Bristolatino’s Music editor and joint Editor-in-Chief Phoebe Hopson tells us why X Planet’s first album Xistence is on her most-played tracklist. When the group performed at Bristol University’s Semana Cultural over a year ago, we were all impressed by the music, but also inspired by the unique story behind this Anglo-Cuban partnership.
Every year Bristol University’s Semana Cultural puts on a diverse programme of events, providing a platform for the appreciation of Spain and Latin America’s infinite cultural richness. Featuring in the musical side of last year’s event was a performance and talk by X planet, a group formed by ex- Bristol student Holly Holden and Cuban rapper Alain Garcia (Alayo Style), aka Cuban fly. The group successfully managed to melt the ice in the University’s common room, a venue not often associated with laid-back Cuban vibes.
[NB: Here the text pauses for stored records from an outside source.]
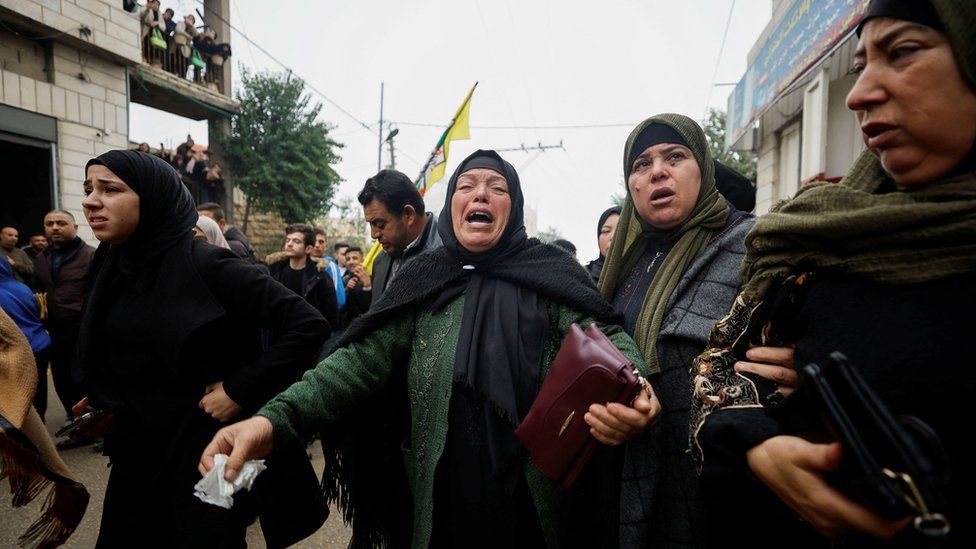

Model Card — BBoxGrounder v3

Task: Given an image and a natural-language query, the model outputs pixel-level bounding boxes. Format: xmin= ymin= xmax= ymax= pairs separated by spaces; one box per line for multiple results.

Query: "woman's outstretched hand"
xmin=197 ymin=416 xmax=274 ymax=482
xmin=583 ymin=385 xmax=661 ymax=446
xmin=734 ymin=347 xmax=799 ymax=397
xmin=746 ymin=435 xmax=911 ymax=539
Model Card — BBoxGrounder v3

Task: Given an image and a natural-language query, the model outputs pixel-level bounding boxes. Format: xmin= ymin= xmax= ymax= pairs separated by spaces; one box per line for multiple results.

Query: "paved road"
xmin=0 ymin=378 xmax=349 ymax=549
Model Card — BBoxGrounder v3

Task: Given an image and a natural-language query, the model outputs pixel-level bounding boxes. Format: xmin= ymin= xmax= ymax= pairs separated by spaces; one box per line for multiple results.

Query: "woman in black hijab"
xmin=73 ymin=151 xmax=329 ymax=547
xmin=201 ymin=151 xmax=659 ymax=547
xmin=586 ymin=206 xmax=620 ymax=284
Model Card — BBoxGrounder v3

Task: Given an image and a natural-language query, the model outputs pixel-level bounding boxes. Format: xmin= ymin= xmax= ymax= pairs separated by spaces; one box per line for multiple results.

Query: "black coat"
xmin=224 ymin=227 xmax=258 ymax=262
xmin=34 ymin=237 xmax=95 ymax=328
xmin=270 ymin=257 xmax=339 ymax=329
xmin=73 ymin=234 xmax=329 ymax=546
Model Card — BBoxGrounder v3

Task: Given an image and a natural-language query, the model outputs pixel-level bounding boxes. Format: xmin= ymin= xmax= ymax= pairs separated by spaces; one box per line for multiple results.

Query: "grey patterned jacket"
xmin=620 ymin=211 xmax=755 ymax=549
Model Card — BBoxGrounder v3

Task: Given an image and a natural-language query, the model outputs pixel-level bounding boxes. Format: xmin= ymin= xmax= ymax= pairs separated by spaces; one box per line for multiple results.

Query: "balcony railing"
xmin=142 ymin=24 xmax=230 ymax=94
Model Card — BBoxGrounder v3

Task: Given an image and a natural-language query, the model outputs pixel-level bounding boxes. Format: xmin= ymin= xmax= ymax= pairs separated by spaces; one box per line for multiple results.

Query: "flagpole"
xmin=413 ymin=81 xmax=478 ymax=195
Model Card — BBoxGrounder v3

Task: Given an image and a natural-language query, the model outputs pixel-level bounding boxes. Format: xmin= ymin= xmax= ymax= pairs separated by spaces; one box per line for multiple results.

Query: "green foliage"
xmin=705 ymin=109 xmax=756 ymax=183
xmin=221 ymin=70 xmax=342 ymax=222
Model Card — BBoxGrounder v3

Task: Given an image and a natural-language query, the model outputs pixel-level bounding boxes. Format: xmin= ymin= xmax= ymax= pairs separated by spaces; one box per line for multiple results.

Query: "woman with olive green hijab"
xmin=691 ymin=0 xmax=976 ymax=547
xmin=600 ymin=114 xmax=753 ymax=547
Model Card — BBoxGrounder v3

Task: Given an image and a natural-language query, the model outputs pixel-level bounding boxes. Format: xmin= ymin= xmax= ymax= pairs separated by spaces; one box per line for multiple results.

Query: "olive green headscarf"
xmin=600 ymin=113 xmax=729 ymax=373
xmin=742 ymin=0 xmax=976 ymax=302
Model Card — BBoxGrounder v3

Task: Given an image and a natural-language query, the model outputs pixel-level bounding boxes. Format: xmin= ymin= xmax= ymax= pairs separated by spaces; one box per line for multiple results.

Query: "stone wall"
xmin=0 ymin=5 xmax=139 ymax=243
xmin=234 ymin=197 xmax=372 ymax=257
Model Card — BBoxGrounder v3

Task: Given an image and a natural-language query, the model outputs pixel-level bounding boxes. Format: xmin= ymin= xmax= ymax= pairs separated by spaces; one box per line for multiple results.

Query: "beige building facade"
xmin=0 ymin=0 xmax=237 ymax=243
xmin=726 ymin=0 xmax=868 ymax=215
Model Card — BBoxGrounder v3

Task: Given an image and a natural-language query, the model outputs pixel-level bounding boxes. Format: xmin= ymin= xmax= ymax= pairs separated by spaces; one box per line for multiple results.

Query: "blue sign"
xmin=725 ymin=0 xmax=870 ymax=146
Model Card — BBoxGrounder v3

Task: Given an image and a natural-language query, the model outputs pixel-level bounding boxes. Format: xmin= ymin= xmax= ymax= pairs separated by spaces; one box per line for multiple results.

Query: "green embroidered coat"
xmin=258 ymin=296 xmax=646 ymax=548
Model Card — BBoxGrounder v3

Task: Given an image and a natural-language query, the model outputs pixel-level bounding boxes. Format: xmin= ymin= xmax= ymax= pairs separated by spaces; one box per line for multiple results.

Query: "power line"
xmin=396 ymin=120 xmax=635 ymax=130
xmin=703 ymin=0 xmax=735 ymax=120
xmin=187 ymin=0 xmax=420 ymax=164
xmin=188 ymin=0 xmax=376 ymax=134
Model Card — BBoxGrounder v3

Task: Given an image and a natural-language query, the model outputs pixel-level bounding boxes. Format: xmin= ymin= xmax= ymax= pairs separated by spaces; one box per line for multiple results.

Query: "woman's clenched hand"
xmin=583 ymin=385 xmax=661 ymax=446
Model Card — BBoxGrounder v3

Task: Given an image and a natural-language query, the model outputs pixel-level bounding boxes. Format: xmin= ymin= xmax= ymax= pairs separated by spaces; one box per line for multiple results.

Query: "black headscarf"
xmin=322 ymin=151 xmax=621 ymax=543
xmin=85 ymin=150 xmax=199 ymax=266
xmin=596 ymin=206 xmax=620 ymax=248
xmin=586 ymin=206 xmax=620 ymax=284
xmin=72 ymin=150 xmax=206 ymax=406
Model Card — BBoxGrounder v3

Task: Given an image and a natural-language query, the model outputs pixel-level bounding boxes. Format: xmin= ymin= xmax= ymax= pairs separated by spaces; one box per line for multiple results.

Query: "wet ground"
xmin=0 ymin=376 xmax=350 ymax=549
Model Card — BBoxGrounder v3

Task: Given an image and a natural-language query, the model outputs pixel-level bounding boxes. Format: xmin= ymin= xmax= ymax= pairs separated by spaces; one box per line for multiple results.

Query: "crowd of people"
xmin=139 ymin=0 xmax=231 ymax=91
xmin=136 ymin=135 xmax=226 ymax=204
xmin=0 ymin=0 xmax=976 ymax=548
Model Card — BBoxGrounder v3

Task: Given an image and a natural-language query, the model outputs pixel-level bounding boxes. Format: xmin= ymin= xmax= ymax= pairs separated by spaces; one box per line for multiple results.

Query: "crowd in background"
xmin=139 ymin=0 xmax=231 ymax=92
xmin=0 ymin=0 xmax=976 ymax=548
xmin=136 ymin=135 xmax=226 ymax=204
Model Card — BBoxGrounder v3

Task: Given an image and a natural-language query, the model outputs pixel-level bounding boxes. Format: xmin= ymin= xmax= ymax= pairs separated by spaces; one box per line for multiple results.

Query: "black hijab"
xmin=322 ymin=151 xmax=622 ymax=546
xmin=72 ymin=150 xmax=210 ymax=406
xmin=85 ymin=150 xmax=199 ymax=268
xmin=586 ymin=206 xmax=620 ymax=284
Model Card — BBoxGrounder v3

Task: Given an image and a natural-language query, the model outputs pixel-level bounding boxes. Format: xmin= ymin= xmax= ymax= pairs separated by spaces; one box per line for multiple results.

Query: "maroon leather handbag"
xmin=515 ymin=324 xmax=647 ymax=488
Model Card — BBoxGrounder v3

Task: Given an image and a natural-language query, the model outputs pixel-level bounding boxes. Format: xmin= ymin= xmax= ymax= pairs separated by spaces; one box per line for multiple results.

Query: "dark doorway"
xmin=0 ymin=136 xmax=54 ymax=246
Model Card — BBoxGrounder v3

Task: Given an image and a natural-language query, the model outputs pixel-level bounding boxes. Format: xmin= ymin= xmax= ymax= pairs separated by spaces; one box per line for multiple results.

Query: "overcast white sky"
xmin=129 ymin=0 xmax=772 ymax=262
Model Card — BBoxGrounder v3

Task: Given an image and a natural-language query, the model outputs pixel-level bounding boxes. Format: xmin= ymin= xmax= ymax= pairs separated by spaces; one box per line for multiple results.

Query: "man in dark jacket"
xmin=34 ymin=210 xmax=95 ymax=419
xmin=269 ymin=224 xmax=339 ymax=329
xmin=342 ymin=246 xmax=373 ymax=328
xmin=358 ymin=170 xmax=441 ymax=303
xmin=197 ymin=202 xmax=258 ymax=261
xmin=0 ymin=227 xmax=34 ymax=285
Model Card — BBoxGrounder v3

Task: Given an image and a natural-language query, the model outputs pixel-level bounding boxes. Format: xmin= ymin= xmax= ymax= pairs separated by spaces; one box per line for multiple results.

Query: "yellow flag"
xmin=416 ymin=82 xmax=478 ymax=196
xmin=363 ymin=82 xmax=478 ymax=276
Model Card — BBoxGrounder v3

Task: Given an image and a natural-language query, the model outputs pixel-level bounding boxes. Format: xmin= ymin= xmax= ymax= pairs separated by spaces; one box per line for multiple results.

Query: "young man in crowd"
xmin=0 ymin=227 xmax=34 ymax=286
xmin=269 ymin=224 xmax=339 ymax=330
xmin=21 ymin=234 xmax=47 ymax=263
xmin=342 ymin=246 xmax=373 ymax=328
xmin=312 ymin=227 xmax=346 ymax=311
xmin=357 ymin=170 xmax=441 ymax=303
xmin=34 ymin=210 xmax=95 ymax=434
xmin=197 ymin=202 xmax=258 ymax=261
xmin=332 ymin=242 xmax=349 ymax=276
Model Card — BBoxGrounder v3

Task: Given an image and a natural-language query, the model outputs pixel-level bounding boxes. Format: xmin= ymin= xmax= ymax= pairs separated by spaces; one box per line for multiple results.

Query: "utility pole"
xmin=495 ymin=139 xmax=566 ymax=172
xmin=386 ymin=122 xmax=400 ymax=170
xmin=495 ymin=139 xmax=566 ymax=153
xmin=376 ymin=82 xmax=384 ymax=171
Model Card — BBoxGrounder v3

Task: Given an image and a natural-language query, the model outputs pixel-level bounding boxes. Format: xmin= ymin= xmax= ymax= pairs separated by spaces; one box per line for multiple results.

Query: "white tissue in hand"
xmin=193 ymin=454 xmax=267 ymax=509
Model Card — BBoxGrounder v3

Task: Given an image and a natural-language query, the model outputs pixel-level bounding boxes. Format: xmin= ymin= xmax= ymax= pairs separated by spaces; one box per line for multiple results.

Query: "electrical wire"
xmin=0 ymin=19 xmax=91 ymax=40
xmin=396 ymin=120 xmax=634 ymax=130
xmin=702 ymin=0 xmax=735 ymax=120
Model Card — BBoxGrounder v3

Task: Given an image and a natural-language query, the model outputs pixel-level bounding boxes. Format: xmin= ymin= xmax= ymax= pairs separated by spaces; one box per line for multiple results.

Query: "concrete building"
xmin=0 ymin=0 xmax=238 ymax=242
xmin=726 ymin=0 xmax=868 ymax=215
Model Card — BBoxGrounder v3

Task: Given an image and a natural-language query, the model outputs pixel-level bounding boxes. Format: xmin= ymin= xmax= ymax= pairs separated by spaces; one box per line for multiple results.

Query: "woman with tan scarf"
xmin=0 ymin=309 xmax=88 ymax=547
xmin=691 ymin=0 xmax=976 ymax=547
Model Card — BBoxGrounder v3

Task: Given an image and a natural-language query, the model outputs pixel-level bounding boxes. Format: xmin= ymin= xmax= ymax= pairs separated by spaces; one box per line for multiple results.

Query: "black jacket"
xmin=269 ymin=258 xmax=339 ymax=329
xmin=34 ymin=237 xmax=95 ymax=327
xmin=372 ymin=212 xmax=441 ymax=305
xmin=73 ymin=234 xmax=329 ymax=546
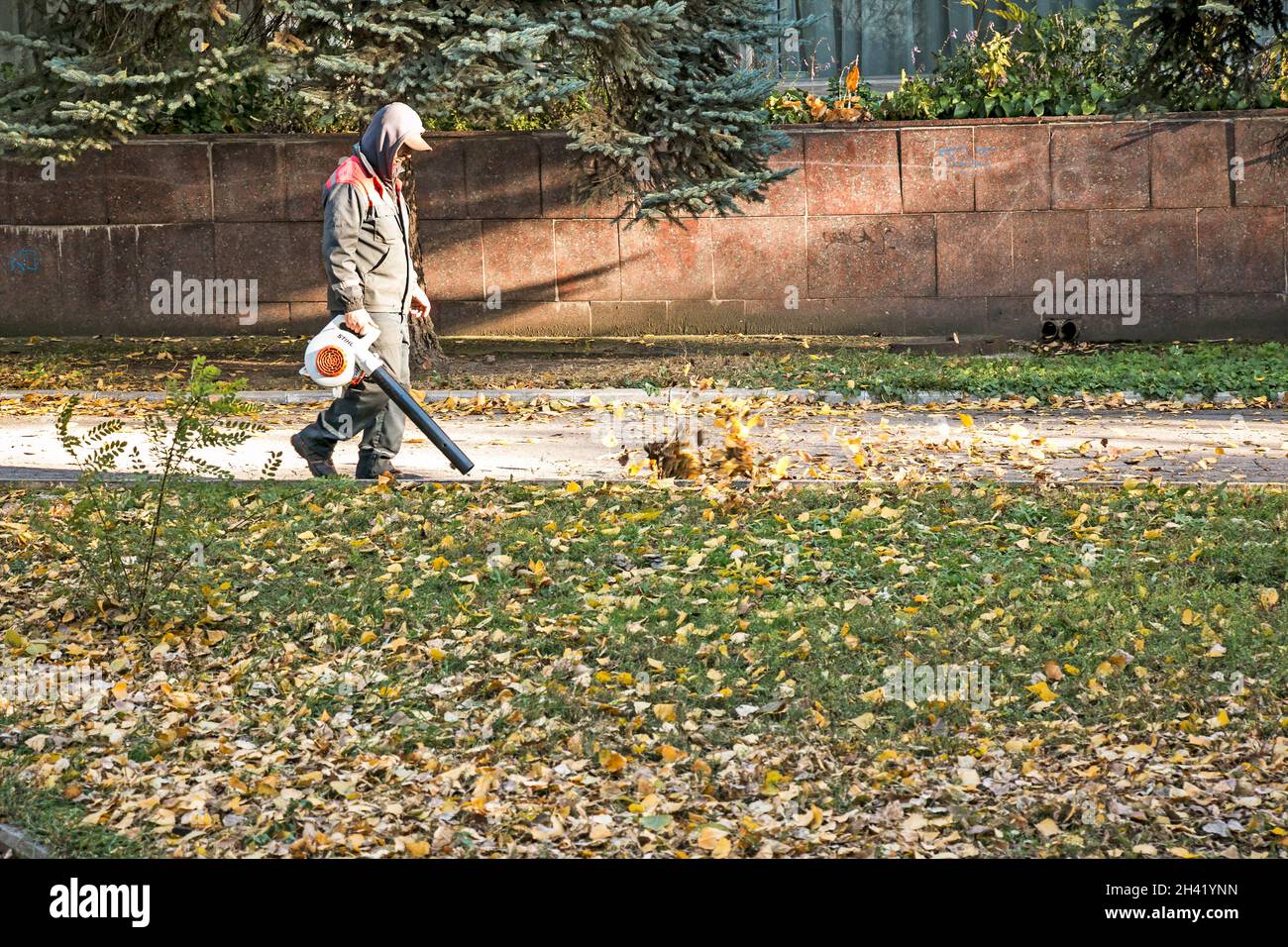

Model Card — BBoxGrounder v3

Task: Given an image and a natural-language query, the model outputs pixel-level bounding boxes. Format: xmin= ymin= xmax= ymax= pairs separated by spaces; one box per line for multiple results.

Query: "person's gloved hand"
xmin=344 ymin=309 xmax=375 ymax=335
xmin=411 ymin=286 xmax=429 ymax=321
Holly Holden, the group’s female vocalist, kindly let me interview her about the group’s intriguing story and sound.
The story began in June 2011, when Holly was researching her masters in Santiago de Cuba, the Island’s second largest city. Here she met Alayo Style, and the first sparks of inspiration flew, leading her to return to Cuba in January the following year to embark on their first 11 track album, Xistence. This album, as Holly explained, is about harmony, freedom and fun, all of which are palpable in the group’s unique sound.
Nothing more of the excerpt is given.